Option two would be pump glycol on a copper tube coiled on the ceiling. Again a mini freezer could cool a glycol solution.
What temperature? 20C wouldn’t be too hard to get. I have put a carboy in a square ice chest with two liter ice jugs. Yes it sticks out but I wrapped a winter coat over the top.
I use the esky with frozen wine bladders approach for my kimchee, cucumber and sauerkraut fermentation and does the job really well. The initial build I want to keep low tech until I confirm that the build works as expected. Then I will add the smarts.
 
I am keeping it at around 27C. I am toying with the idea to make a fermenting cabinet out of cool room panel to keep the fermenters at around 20C, On the previous wines I did not detect any reductive flavors.
FYI; Saw this about a small temperature control system. It looks expensive compared to a small one carboy chest freezer.

 
FYI; Saw this about a small temperature control system. It looks expensive compared to a small one carboy chest freezer.

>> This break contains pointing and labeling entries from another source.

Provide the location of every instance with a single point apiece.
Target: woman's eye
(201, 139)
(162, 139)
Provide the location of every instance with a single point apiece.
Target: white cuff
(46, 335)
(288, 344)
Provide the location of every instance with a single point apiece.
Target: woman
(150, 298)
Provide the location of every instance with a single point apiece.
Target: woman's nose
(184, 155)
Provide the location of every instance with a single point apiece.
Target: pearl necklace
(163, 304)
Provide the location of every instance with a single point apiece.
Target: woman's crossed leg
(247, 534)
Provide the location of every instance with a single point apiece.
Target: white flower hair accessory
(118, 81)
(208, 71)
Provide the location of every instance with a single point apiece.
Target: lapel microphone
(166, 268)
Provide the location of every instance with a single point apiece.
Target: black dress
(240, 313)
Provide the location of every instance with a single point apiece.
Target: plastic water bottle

Thanks for the video. I may have another way, as a friend here believes he can get me an old chest freezer carcass and it modified to take a bar refrigerator cooling system with a modified controller to have it stay at 18-20 degrees C. So that is an easier option that building from scratch :)
 
Checked the wine this morning an I have sone sort of growth on the top. I think it may be some sort of mold. The wine does not have any discernable odor indicating that it is off but I am contemplating tossing this lot to be on the safe side.

Any thoughts on what type of mold it could be?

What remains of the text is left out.